Un guanto robotico facilita il lavoro di astronauti e operai

Guanto robotico

La NASA, in collaborazione con General Motors, ha creato un nuovo guanto robotizzato per supportare il lavoro manuale e alleviare lo sforzo necessario a eseguire movimenti ripetitivi. II K-glove o Robot-glove, come è stato denominato, è  in grado di ridurre lo sforzo necessario ad afferrare strumenti anche piuttosto pesanti, e di diminuire i rischi di infortunio legati a stress prolungati. Un vantaggio notevole soprattutto per gli astronauti che si trovano ad operare nelle lunghe e complicate missioni nello spazio aperto.

Il primo robot di forma umana al servizio degli astronauti

Il prototipo è stato sviluppato all’interno del progetto Robonaut 2 o R2, primo robot antropomorfo inviato nello spazio con lo scopo di svolgere attività di supporto agli astronauti. Attualmente in fase di sperimentazione a bordo della stazione spaziale internazionale, R2 è nato per svolgere operazioni exrtaveicolari di controllo e manutenzione  che sarebbero troppo pericolose per operatori in carne e ossa.  Per questo uno dei requisiti fondamentali di questo progetto era che il robot potesse maneggiare non solo strumenti appositamente disegnati per le sue mansioni, ma anche quelli normalmente utilizzati dagli astronauti.

Il prototipo del guanto robotico

La necessità di un’adeguata manovrabilità degli oggetti ha condotto alla realizzazione della tecnologia che è alla base del guanto robotico, che si compone di attuatori, situati nella parte superiore del dispositivo e sensori di pressione posizionati sui polpastrelli, che riconoscono quando la mano sta afferrando un oggetto e azionano dei tendini sintetici, portando le dita in posizione di presa. Il prototipo pesa circa 900 grammi, si alimenta tramite batterie al litio e incorpora un display per la programmazione e la diagnostica. Attualmente si sta già lavorando su un nuovo modello, di dimensioni inferiori e più leggero.

“Il prototipo del guanto offre al mio team una promettente opportunità di esplorare nuove idee e sfida il nostro pensiero tradizionale  di quello che può essere la manualità extraveicolare” dichiara Trish Petete, responsabile della Crew and Thermal Systems Division del Johnson Space Center della NASA.

 

 
Tecnologie aerospaziali e sicurezza

Una delle sfide della General Motors è far sì che queste tecnologie raggiungano le officine per supportare il lavoro degli operatori del settore metalmeccanico e dell’industria degli autoveicoli.

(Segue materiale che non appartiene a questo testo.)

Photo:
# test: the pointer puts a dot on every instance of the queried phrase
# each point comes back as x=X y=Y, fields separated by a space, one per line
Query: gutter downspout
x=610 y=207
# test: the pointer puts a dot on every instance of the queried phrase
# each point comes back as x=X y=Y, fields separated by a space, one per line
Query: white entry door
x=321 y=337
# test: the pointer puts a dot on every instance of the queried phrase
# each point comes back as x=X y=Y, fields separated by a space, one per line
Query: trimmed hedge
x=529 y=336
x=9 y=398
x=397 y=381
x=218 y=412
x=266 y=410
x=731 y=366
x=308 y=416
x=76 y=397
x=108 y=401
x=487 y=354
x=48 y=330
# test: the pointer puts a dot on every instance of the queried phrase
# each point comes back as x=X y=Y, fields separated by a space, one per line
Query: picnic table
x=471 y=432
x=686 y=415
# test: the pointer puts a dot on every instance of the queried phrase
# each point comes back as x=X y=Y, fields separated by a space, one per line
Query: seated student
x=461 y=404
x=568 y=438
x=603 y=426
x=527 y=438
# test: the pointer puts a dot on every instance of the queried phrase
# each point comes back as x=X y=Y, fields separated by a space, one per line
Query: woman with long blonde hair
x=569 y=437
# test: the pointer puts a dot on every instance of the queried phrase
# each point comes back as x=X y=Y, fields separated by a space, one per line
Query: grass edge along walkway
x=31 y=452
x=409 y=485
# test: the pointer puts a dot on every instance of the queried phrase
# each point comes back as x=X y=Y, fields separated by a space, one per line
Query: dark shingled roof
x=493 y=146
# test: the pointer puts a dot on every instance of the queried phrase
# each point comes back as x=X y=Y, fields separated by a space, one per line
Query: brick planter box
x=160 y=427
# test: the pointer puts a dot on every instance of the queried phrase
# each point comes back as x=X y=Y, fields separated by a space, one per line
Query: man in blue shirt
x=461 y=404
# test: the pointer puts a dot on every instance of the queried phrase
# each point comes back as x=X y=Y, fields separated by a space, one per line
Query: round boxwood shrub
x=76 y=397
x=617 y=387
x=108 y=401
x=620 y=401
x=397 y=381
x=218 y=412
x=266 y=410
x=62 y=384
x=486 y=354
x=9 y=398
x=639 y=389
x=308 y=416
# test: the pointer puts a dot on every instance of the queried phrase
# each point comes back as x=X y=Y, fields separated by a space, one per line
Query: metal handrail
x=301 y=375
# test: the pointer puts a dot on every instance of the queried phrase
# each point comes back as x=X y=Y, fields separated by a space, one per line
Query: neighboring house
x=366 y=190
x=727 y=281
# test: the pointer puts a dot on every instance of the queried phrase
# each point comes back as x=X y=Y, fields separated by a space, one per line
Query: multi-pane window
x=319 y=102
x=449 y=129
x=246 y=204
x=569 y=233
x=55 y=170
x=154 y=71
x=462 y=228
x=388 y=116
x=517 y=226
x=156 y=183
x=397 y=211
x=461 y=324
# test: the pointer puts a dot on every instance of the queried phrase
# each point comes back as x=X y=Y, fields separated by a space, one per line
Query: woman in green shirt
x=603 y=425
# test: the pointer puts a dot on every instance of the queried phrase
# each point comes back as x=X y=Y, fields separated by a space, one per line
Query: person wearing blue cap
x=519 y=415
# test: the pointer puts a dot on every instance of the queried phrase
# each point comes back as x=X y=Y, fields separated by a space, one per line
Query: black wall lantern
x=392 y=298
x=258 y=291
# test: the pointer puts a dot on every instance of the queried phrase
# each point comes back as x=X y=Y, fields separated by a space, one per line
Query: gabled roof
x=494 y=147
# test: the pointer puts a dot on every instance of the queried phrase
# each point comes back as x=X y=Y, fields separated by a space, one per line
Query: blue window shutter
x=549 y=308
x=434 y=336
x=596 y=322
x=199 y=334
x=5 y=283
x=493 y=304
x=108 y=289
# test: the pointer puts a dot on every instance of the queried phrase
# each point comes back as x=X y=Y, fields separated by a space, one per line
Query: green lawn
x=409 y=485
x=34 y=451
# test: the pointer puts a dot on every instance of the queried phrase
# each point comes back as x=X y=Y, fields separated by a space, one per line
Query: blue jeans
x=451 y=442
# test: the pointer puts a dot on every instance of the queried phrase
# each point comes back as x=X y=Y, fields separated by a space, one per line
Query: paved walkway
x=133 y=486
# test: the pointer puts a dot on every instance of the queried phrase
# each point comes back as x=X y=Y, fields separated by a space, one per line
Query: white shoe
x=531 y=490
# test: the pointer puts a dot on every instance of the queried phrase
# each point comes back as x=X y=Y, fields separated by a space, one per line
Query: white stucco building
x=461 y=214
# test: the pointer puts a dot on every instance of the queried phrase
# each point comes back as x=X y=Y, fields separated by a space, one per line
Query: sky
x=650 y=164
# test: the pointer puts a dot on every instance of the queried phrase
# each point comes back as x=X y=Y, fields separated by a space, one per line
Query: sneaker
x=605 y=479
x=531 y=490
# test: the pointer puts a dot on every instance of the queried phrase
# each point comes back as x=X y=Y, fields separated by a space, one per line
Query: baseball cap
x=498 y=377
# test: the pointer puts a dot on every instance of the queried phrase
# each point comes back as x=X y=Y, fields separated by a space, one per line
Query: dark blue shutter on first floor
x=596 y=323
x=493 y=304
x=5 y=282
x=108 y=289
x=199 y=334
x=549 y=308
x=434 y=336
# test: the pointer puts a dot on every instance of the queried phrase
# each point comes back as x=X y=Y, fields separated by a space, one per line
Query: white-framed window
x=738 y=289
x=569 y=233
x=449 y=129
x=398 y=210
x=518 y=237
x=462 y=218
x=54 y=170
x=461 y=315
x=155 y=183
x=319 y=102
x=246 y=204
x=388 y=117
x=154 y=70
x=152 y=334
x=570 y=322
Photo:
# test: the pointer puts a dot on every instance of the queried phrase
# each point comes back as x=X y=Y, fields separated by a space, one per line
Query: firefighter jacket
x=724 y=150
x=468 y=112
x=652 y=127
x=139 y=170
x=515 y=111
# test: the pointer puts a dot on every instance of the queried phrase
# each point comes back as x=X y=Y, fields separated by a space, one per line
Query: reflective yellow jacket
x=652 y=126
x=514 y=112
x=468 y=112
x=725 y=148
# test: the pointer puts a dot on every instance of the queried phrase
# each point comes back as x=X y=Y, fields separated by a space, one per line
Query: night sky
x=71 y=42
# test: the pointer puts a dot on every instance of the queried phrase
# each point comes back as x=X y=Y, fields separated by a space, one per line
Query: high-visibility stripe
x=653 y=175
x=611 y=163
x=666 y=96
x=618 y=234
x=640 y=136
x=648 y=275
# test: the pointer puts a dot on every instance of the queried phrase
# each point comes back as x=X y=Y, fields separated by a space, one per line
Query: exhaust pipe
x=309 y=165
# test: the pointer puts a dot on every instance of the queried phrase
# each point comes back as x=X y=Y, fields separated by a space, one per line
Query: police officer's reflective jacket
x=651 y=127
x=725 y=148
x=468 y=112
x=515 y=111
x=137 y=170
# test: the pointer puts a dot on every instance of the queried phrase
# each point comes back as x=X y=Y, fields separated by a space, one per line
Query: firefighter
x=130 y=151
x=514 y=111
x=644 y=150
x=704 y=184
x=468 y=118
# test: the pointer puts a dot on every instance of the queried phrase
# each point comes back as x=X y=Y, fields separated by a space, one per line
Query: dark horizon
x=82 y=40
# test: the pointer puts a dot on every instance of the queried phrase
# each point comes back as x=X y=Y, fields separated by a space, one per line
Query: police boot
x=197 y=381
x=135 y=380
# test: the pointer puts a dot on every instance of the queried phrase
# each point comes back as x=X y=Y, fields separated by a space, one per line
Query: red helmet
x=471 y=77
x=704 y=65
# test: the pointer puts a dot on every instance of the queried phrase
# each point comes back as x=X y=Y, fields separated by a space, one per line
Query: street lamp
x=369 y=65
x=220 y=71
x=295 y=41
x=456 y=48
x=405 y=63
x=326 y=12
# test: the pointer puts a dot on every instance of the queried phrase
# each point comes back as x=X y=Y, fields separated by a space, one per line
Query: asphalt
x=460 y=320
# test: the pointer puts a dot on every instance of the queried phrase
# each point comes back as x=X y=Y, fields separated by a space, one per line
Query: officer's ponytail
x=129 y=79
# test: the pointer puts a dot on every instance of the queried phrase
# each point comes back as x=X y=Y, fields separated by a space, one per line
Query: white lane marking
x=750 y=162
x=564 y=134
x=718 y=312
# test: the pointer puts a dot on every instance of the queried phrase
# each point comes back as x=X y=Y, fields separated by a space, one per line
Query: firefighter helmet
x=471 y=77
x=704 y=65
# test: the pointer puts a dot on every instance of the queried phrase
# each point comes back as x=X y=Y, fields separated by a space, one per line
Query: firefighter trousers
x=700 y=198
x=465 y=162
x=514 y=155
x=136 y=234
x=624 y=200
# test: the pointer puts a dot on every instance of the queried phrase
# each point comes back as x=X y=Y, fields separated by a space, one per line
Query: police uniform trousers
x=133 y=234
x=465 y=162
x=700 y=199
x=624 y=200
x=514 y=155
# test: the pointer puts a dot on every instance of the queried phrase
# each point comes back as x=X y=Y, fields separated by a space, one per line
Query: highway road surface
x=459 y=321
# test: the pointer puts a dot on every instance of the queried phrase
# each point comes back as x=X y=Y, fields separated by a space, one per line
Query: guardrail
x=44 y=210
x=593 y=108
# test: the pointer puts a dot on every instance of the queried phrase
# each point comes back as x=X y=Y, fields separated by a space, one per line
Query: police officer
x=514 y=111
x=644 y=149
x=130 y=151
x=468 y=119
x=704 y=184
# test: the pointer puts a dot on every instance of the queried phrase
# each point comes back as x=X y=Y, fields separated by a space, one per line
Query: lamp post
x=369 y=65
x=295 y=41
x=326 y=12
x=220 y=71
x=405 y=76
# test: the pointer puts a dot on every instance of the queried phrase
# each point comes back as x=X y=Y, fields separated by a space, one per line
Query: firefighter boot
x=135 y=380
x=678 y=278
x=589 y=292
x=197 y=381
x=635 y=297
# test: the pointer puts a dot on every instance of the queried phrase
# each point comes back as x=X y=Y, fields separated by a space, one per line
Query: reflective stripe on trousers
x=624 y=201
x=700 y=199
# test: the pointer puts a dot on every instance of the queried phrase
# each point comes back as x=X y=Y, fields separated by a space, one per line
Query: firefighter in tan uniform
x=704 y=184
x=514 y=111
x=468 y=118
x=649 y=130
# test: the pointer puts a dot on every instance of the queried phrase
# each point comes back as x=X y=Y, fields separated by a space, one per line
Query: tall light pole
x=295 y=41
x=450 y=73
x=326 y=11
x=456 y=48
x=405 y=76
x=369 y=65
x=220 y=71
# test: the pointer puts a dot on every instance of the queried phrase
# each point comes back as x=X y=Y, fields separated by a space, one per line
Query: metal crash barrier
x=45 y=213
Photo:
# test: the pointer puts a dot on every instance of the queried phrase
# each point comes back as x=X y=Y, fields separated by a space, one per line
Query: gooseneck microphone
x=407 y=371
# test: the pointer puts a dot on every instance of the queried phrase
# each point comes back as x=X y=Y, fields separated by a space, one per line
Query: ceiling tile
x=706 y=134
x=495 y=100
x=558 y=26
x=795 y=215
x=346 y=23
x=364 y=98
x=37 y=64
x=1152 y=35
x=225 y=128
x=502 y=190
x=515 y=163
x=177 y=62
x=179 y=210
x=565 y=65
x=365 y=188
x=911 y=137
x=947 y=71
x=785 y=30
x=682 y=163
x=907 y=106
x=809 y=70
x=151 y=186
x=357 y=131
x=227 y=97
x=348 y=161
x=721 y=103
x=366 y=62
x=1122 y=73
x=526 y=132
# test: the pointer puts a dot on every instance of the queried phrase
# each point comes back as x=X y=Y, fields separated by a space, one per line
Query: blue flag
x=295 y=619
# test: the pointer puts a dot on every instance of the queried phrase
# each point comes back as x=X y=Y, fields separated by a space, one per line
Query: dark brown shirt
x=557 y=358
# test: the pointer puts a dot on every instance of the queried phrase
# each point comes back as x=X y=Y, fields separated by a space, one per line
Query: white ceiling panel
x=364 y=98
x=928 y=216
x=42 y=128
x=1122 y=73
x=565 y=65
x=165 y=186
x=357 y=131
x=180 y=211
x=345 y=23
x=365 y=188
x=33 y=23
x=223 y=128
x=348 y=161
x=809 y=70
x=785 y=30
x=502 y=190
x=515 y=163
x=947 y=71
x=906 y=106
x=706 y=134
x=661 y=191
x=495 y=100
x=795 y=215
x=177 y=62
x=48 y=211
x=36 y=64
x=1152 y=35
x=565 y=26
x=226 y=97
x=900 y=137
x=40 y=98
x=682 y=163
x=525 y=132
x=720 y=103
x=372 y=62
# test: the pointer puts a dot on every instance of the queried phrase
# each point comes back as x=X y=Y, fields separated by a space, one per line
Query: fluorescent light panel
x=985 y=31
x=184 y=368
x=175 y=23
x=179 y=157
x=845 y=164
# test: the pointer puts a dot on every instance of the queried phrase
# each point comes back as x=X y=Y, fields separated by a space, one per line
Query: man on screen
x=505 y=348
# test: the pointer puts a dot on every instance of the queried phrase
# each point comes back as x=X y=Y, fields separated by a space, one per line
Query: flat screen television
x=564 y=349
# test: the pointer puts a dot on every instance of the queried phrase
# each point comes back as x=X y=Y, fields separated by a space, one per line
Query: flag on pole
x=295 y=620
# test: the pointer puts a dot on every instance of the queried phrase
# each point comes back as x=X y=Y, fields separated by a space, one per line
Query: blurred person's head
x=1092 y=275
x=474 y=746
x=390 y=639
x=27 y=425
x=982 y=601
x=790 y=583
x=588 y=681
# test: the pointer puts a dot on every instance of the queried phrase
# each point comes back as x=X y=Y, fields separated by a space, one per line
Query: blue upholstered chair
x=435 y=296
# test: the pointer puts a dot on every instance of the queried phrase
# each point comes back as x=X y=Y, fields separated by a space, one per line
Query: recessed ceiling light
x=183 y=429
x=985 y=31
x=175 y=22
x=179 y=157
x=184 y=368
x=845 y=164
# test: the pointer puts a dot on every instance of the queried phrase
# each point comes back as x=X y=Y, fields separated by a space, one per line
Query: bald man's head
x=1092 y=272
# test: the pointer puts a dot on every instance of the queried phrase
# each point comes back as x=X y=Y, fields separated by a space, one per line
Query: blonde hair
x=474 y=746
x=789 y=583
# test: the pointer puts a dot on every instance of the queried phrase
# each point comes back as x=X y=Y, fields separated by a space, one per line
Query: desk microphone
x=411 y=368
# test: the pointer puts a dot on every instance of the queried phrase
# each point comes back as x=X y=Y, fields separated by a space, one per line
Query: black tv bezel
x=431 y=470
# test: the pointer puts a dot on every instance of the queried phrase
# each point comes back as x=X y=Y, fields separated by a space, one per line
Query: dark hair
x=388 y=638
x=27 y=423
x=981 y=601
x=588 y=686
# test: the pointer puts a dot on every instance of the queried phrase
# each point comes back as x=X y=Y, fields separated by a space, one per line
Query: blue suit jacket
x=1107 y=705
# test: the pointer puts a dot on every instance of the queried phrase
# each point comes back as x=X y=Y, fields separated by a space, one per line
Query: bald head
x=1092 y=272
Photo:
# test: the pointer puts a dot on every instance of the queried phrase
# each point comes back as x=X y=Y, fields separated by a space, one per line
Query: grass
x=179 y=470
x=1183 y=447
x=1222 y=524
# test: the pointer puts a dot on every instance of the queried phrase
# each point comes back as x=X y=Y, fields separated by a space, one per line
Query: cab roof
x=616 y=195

Non è la prima volta che un gruppo automobilistico beneficia di tecnologie aerospaziali per migliorare il livello di sicurezza in ambito lavorativo o stradale. La Volkswagen, per esempio,  ha sviluppato sensori supersottili per i crash test adattando alle vetture  da testare i sensori piezoelettrici utilizzati dall’ESA per misurare la pressione sui veicoli spaziali in fase di rientro in atmosfera terrestre. Una lamina sottilissima che converte movimenti, forze e vibrazioni in segnali elettrici, e in grado di seguire  il movimento della superficie a cui è incollata invece di distruggersi durante l’impatto con un ostacolo, fornisce informazioni precise su quali parti si deformano durante l’urto, in che direzione e in quali momenti.

Sviluppi futuri

Altre estensioni della tecnologia di R2 attualmente in fase di sviluppo sono dei bracci robotici da impiegare nella nuova generazione di veicoli per le esplorazioni spaziali che la NASA prevede di utilizzare sulla superficie lunare e sul pianeta rosso.